Modify MySQL connection details in Makefile and tests/helpers/server.js. Run make test. Tests will create test schema in two clients and the server and run various random operations in each. Then synchronize and check for data consistency.

License

The MIT License.

Copyright (c) 2013 Raivo Laanemets

Permission is hereby granted, free of charge, to any person
obtaining a copy of this software and associated documentation
files (the "Software"), to deal in the Software without restriction,
including without limitation the rights to use, copy, modify, merge,
publish, distribute, sublicense, and/or sell copies of the Software,
and to permit persons to whom the Software is furnished to do so,
subject to the following conditions:

The above copyright notice and this permission notice shall be included
in all copies or substantial portions of the Software.
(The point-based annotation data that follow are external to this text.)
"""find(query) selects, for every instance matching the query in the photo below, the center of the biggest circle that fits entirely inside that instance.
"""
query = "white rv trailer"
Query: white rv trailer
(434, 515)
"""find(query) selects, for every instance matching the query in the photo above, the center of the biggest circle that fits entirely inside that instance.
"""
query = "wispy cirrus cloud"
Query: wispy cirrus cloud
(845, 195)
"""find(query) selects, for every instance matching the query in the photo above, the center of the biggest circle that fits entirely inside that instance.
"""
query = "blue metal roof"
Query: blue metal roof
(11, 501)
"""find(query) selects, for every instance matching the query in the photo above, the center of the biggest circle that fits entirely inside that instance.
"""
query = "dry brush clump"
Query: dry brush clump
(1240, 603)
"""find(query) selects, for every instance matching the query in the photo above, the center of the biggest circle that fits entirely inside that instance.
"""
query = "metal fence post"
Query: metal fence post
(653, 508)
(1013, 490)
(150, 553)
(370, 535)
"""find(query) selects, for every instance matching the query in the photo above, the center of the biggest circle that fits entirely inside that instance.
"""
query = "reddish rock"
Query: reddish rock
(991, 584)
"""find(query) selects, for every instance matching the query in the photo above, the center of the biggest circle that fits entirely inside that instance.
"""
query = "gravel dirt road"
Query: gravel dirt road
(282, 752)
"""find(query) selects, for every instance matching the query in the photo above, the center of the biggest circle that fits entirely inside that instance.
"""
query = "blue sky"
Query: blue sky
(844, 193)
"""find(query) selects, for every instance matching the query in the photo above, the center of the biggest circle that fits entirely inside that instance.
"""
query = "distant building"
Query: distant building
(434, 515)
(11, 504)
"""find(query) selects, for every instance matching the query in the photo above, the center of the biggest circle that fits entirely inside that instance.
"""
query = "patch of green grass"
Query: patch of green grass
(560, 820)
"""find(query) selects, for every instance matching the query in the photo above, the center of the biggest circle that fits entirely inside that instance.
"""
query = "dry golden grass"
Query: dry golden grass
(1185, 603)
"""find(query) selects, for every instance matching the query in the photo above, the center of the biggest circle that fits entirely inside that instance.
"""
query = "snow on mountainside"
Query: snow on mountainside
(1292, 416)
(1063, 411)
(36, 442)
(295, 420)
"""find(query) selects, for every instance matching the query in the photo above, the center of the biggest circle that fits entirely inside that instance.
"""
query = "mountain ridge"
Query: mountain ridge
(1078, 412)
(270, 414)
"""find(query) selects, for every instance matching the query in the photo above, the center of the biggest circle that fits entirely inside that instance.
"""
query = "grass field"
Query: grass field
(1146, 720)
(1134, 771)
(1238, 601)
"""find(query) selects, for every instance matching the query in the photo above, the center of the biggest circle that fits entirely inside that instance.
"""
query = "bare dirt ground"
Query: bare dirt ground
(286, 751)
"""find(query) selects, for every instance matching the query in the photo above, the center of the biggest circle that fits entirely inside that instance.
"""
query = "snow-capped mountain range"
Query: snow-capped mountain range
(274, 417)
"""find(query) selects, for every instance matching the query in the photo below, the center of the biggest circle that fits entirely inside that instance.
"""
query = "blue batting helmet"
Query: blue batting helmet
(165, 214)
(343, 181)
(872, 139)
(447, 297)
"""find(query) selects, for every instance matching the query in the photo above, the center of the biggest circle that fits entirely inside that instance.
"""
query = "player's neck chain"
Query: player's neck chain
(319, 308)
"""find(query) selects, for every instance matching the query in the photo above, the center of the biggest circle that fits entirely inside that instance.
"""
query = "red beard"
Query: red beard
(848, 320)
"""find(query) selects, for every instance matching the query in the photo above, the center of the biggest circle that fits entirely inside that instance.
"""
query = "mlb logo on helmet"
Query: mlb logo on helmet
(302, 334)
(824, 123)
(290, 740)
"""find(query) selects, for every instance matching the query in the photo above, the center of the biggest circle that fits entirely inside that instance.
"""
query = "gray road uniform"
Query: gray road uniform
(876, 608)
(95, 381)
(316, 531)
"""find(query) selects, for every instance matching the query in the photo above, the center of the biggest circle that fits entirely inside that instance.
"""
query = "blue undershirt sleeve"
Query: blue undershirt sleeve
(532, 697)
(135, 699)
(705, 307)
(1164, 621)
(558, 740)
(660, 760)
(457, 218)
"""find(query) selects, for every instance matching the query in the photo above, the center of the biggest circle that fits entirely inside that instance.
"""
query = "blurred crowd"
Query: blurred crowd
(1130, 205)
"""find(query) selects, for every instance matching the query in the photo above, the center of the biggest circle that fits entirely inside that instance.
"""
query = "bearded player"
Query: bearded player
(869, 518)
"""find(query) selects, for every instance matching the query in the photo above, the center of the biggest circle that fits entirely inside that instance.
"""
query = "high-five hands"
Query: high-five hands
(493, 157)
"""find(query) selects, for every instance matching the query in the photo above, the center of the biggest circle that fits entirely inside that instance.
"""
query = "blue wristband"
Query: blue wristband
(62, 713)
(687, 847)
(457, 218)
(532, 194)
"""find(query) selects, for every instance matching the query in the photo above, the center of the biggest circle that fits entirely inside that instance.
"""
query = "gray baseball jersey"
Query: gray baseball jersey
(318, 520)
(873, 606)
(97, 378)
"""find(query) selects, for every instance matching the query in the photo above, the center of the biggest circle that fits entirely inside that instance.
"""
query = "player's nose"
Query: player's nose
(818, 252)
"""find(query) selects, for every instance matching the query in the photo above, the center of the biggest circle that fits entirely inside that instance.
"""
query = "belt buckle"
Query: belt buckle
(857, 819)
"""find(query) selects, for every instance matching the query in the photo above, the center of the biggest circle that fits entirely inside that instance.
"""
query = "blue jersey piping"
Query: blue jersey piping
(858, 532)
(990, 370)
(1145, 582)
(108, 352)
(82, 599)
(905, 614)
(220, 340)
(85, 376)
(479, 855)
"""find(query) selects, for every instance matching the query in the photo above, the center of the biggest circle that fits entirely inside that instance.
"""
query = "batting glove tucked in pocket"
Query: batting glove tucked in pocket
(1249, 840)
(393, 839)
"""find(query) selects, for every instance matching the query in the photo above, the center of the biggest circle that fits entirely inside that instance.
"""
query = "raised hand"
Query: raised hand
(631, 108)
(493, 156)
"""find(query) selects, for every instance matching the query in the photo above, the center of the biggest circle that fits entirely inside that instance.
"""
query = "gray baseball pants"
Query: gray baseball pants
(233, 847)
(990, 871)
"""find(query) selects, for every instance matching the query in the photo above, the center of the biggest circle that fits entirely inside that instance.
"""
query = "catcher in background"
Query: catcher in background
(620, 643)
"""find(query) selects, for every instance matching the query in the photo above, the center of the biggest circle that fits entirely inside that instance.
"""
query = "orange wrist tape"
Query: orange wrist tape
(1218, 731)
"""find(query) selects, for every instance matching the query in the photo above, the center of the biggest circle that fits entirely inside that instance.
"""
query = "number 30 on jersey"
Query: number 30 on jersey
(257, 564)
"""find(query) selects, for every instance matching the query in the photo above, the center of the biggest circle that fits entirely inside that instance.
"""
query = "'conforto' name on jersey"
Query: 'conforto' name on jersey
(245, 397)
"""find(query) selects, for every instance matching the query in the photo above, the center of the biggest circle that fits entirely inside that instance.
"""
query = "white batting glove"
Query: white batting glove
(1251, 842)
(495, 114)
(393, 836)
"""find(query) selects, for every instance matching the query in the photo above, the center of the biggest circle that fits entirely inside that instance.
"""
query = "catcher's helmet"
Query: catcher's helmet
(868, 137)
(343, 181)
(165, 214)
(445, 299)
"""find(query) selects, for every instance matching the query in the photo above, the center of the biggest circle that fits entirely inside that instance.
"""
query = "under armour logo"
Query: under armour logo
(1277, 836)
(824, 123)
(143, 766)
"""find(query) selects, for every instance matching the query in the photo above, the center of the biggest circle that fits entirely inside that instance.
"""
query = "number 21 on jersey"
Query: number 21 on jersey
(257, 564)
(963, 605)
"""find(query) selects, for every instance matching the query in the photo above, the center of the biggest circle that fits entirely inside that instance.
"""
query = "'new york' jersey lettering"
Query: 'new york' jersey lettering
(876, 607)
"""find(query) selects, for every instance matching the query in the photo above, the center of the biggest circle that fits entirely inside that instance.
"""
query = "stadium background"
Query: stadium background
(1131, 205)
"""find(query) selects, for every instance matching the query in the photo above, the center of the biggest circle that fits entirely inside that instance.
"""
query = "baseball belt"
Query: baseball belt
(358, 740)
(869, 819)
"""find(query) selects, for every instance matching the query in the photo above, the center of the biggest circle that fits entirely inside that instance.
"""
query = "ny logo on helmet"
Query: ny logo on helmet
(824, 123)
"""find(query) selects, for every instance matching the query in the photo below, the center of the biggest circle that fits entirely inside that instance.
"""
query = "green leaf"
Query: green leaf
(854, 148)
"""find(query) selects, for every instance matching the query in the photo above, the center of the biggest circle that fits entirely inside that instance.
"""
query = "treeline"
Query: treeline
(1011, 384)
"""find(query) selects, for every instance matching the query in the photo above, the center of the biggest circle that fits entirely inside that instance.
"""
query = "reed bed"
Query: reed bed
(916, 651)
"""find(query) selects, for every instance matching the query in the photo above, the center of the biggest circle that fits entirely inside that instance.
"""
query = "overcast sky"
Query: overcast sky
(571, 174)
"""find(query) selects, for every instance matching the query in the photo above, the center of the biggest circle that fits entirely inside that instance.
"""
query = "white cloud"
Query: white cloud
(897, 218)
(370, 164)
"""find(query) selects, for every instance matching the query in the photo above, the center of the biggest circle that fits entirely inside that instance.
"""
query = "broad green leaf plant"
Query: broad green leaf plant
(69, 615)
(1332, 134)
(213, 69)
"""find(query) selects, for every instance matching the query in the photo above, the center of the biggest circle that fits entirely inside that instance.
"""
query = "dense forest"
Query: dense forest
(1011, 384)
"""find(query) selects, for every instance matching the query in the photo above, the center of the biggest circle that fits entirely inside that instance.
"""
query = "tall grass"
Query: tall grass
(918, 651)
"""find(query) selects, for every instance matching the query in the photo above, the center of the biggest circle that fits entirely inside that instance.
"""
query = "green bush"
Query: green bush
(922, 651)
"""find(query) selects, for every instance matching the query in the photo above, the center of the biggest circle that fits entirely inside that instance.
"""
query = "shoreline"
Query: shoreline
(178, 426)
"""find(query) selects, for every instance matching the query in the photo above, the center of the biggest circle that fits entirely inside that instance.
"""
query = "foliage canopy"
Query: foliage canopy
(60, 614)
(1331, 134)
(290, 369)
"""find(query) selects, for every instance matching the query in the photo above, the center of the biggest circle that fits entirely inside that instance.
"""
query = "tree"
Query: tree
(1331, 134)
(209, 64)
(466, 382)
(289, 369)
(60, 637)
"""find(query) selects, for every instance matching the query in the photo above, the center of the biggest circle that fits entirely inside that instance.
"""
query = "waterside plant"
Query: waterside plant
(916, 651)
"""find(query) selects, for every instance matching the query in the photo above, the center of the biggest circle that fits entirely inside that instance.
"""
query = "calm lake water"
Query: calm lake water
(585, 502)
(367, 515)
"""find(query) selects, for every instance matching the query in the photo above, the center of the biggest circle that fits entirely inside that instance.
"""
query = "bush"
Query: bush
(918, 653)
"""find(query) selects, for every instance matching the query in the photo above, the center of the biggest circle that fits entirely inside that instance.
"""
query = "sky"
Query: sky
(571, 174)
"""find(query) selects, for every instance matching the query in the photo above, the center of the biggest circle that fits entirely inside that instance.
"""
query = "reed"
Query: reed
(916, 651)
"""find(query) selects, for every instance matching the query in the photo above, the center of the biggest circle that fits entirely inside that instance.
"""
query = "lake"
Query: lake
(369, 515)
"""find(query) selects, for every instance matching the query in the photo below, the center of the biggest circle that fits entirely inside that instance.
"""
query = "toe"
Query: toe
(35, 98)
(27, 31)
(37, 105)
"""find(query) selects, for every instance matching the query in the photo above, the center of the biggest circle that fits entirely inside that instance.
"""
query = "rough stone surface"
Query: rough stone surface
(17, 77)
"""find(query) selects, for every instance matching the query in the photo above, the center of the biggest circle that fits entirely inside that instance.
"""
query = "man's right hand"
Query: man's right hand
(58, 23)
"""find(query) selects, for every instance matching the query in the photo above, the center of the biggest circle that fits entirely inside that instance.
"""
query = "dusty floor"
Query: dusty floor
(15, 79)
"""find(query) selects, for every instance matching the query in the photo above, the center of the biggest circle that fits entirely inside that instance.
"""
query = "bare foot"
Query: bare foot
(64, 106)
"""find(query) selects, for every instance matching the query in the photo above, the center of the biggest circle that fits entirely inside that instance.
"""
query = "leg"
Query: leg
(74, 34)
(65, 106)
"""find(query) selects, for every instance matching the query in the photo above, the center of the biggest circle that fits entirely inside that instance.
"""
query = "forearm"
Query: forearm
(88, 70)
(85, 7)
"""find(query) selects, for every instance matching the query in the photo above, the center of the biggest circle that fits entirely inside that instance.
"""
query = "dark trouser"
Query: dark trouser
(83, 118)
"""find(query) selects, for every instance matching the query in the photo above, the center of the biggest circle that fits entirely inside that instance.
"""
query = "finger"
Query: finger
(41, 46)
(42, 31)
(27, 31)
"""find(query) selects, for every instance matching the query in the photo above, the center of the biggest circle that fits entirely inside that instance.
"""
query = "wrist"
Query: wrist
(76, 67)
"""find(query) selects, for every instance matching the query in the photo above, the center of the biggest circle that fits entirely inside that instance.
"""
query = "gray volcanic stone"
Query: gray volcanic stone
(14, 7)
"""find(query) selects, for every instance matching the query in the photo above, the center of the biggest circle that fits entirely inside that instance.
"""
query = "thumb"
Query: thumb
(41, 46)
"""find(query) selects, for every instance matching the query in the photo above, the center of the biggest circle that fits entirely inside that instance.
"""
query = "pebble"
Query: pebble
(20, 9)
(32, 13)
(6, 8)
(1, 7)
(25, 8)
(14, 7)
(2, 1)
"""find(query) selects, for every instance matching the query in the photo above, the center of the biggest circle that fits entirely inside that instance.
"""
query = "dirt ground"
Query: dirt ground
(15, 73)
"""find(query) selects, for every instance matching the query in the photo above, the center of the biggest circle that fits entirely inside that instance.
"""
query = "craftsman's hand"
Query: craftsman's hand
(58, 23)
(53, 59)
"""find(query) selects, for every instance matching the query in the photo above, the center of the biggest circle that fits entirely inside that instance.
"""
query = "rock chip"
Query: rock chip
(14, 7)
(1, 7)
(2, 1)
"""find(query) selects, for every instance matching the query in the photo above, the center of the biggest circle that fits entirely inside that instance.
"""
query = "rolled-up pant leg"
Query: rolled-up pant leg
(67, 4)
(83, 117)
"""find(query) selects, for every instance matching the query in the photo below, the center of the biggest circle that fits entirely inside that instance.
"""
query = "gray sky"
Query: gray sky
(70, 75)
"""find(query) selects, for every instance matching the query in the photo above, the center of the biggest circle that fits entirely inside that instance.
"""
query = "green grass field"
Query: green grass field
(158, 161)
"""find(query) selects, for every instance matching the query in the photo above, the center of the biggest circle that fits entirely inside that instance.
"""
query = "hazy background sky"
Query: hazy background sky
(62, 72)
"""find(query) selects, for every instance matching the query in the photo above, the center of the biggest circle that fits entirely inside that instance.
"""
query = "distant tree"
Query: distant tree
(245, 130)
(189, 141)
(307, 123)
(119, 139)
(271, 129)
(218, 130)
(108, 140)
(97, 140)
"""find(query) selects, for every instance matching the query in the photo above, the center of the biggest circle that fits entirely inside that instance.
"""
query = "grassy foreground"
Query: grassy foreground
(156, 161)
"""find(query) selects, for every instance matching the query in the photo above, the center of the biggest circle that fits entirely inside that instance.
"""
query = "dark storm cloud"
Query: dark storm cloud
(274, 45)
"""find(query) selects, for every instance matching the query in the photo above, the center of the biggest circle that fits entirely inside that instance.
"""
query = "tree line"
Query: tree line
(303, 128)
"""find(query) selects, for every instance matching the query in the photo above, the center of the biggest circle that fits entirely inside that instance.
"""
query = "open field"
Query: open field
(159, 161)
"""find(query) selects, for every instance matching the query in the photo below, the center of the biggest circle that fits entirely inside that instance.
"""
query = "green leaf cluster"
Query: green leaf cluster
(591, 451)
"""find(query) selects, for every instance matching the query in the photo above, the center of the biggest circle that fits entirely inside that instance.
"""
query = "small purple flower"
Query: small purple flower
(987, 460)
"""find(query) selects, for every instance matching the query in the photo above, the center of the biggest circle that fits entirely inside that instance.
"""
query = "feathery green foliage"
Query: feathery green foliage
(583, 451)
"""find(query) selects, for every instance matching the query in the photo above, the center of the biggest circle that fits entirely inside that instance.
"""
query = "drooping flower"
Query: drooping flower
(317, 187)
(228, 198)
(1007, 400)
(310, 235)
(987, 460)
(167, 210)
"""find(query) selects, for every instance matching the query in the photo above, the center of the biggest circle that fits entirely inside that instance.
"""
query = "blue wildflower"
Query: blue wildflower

THE SOFTWARE IS PROVIDED "AS IS", WITHOUT WARRANTY OF ANY KIND, EXPRESS
OR IMPLIED, INCLUDING BUT NOT LIMITED TO THE WARRANTIES OF MERCHANTABILITY,
FITNESS FOR A PARTICULAR PURPOSE AND NONINFRINGEMENT. IN NO EVENT SHALL
THE AUTHORS OR COPYRIGHT HOLDERS BE LIABLE FOR ANY CLAIM, DAMAGES OR OTHER
LIABILITY, WHETHER IN AN ACTION OF CONTRACT, TORT OR OTHERWISE, ARISING
FROM, OUT OF OR IN CONNECTION WITH THE SOFTWARE OR THE USE OR OTHER DEALINGS
IN THE SOFTWARE.